Para que não restem dúvidas sobre o que move hoje o mundo é ler os documentos que foram agora revelados pela Greenpeace acerca do TTIP, o acordo de comércio livre entre os EUA e a UE. No maior secretismo, ditado pela administração do bem amado Obama, uma mão cheia de políticos e burocratas, conluiados com interesses corporativos, preparava-se para nos pôr essa “criança” nos braços, mandando para as calendas as regulações europeias de proteção do ambiente e dos consumidores.

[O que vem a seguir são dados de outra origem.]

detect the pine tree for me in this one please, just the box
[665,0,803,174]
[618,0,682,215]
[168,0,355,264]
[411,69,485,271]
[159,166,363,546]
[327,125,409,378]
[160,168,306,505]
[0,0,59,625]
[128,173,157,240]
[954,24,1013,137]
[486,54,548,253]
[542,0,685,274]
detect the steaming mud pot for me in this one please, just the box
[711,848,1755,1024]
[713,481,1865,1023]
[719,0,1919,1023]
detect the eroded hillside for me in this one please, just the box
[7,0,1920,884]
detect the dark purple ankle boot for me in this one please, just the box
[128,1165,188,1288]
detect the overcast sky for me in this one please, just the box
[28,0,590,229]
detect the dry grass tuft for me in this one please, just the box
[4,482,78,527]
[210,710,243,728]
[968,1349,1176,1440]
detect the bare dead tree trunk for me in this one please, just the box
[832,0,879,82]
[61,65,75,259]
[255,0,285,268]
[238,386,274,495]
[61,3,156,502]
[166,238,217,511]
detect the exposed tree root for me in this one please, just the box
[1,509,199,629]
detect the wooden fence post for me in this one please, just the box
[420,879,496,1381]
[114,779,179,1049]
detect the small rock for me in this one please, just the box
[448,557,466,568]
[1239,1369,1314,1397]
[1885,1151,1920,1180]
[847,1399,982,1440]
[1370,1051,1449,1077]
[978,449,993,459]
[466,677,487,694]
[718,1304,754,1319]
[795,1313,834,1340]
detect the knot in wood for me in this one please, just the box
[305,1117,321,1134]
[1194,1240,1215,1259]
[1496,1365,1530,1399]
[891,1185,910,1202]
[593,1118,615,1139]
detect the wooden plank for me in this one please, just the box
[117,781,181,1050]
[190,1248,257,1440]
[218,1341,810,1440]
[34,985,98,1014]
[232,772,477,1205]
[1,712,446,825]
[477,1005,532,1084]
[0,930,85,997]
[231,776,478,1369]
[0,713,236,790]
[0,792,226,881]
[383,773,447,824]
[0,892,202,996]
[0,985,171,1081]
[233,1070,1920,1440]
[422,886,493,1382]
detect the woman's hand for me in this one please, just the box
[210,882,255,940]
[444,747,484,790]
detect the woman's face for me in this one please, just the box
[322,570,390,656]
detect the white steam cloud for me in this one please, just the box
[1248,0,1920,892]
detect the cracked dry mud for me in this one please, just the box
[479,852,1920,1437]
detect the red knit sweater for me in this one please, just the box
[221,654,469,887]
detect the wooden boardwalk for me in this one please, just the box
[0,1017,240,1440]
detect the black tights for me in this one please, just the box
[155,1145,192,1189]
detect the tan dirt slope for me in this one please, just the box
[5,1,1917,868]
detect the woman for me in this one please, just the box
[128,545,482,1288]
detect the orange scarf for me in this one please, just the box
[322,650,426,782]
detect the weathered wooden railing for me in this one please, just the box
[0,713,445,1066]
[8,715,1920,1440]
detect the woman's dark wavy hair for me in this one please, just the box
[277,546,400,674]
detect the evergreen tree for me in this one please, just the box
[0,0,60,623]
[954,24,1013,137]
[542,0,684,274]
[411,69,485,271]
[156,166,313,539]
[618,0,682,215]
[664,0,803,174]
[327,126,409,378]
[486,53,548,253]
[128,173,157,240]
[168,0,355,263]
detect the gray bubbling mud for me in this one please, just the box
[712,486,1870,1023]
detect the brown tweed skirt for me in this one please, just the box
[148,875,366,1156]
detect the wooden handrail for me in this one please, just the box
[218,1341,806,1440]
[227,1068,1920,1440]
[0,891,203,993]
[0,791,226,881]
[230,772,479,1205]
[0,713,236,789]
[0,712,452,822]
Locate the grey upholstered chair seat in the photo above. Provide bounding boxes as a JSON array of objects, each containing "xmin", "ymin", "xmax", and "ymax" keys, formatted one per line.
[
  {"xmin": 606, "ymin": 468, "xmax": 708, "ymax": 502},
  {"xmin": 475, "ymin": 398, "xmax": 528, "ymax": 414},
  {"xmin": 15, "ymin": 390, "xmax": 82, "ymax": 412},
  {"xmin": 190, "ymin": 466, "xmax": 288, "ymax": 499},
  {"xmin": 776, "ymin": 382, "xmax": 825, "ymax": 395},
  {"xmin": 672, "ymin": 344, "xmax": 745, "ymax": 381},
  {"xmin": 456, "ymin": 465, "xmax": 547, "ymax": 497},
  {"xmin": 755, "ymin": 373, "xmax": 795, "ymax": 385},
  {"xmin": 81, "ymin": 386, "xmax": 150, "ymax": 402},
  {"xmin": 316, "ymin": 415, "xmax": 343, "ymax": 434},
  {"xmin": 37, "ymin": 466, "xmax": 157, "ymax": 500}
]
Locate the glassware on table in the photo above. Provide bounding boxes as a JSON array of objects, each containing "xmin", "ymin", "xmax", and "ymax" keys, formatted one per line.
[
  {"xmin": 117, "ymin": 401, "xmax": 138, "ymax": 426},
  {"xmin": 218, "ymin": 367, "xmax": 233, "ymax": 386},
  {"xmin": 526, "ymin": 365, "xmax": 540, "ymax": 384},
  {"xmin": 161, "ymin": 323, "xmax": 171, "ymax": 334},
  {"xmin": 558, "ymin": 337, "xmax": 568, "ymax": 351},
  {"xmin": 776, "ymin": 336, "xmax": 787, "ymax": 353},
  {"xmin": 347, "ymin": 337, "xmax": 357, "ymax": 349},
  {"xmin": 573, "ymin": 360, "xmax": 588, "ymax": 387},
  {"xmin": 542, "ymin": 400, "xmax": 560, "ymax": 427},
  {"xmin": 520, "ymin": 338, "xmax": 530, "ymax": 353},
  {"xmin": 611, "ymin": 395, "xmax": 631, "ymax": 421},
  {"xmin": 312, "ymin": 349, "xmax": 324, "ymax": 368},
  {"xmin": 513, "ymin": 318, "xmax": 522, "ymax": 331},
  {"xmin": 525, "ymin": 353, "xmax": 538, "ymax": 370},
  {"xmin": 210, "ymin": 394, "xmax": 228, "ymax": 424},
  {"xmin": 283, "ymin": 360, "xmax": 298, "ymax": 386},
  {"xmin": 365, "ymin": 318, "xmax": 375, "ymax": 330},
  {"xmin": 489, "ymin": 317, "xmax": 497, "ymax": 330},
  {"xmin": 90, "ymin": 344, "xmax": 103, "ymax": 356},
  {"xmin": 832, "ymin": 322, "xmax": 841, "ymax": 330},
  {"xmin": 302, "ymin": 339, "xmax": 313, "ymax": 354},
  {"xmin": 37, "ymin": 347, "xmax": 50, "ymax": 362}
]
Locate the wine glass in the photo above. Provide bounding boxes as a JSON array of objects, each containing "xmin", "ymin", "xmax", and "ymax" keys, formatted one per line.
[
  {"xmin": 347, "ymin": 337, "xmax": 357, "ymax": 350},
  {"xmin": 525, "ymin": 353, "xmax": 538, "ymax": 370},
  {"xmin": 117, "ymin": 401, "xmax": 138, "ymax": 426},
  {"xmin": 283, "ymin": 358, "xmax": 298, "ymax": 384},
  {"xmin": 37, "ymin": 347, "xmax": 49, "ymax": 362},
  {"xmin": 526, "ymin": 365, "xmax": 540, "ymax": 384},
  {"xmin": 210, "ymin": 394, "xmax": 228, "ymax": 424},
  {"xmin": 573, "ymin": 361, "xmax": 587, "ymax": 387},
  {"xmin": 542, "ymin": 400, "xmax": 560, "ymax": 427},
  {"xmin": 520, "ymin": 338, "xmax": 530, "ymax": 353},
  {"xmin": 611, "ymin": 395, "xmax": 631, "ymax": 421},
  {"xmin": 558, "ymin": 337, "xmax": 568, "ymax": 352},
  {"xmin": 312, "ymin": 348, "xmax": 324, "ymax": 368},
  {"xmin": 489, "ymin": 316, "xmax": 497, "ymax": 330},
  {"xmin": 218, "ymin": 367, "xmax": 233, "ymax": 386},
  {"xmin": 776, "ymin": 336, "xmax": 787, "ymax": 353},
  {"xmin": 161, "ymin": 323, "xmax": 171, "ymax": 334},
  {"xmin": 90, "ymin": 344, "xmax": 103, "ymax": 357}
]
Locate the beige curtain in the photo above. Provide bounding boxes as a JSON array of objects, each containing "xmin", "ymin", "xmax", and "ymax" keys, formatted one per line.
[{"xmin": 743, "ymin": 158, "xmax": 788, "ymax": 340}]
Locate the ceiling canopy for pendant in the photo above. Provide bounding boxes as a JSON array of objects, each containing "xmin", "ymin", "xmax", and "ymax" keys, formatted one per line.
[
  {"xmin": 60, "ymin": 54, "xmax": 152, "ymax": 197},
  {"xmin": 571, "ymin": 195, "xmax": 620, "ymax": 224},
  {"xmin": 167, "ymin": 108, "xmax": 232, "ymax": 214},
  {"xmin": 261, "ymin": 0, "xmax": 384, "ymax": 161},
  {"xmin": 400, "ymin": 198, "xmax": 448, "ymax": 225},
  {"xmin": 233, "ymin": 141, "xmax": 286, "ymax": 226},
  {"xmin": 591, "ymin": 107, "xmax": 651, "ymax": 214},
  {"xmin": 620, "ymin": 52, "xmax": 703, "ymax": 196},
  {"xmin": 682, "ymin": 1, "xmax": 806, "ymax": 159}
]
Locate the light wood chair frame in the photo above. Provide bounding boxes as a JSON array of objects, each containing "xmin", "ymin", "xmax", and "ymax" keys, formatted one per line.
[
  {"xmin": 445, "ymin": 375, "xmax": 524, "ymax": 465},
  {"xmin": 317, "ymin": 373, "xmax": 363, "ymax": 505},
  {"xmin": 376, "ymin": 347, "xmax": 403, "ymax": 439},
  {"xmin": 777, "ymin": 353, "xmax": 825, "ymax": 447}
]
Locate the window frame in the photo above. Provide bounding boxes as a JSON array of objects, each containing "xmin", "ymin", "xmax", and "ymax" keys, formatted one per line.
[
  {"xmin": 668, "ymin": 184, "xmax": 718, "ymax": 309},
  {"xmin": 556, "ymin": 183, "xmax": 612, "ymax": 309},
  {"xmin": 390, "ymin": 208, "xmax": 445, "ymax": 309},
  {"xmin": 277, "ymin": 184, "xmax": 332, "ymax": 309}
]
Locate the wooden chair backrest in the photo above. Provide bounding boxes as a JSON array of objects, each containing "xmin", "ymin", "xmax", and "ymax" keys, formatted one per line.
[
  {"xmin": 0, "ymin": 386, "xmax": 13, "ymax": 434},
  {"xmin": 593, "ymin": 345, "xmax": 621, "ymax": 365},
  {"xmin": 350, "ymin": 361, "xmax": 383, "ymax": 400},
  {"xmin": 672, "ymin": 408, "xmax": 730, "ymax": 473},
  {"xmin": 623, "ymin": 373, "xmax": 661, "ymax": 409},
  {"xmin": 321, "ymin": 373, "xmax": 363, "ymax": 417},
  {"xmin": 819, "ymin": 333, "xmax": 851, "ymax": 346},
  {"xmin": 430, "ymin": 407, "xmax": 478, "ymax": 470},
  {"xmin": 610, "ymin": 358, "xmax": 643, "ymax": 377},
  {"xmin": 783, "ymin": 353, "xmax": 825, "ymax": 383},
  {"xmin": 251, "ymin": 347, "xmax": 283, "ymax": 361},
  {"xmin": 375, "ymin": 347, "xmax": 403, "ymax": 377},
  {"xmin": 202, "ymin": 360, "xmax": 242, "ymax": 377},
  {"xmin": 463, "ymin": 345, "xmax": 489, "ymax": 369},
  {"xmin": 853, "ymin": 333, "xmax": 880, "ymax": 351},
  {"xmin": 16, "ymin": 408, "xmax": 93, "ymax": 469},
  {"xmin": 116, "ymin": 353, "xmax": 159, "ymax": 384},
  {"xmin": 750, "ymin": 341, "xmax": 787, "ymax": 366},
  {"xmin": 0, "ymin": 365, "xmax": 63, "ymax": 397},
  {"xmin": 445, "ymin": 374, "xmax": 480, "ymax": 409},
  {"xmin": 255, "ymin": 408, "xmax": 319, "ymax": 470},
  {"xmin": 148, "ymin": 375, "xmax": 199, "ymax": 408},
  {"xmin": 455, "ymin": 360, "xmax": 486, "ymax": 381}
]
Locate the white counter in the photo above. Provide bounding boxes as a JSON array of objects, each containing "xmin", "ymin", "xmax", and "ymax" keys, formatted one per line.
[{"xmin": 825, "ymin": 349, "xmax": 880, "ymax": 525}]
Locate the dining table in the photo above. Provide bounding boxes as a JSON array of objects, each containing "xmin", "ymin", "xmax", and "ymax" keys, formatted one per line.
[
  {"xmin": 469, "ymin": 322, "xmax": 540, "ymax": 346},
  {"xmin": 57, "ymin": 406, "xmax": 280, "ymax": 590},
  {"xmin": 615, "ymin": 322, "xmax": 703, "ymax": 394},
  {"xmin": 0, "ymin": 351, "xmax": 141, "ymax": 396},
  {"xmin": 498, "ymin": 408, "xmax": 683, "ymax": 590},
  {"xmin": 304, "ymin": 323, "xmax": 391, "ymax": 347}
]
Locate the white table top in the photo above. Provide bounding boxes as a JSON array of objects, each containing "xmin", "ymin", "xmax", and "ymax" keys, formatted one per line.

Lê-se e não se acredita. O documento que serviu de base à última ronda de negociações do TTIP, em abril, em Nova Iorque, é um manancial. Um texto, note-se, que foi mantido em segredo por vontade expressa da Casa Branca e que só se tornou público graças a uma fuga de informação. Para começar, sobejam referências à necessidade de ouvir as indústrias antes de tomar decisões e prevêem-se instâncias de arbitragem feitas à medida das empresas cujos lucros sejam afetados pela adoção de políticas públicas.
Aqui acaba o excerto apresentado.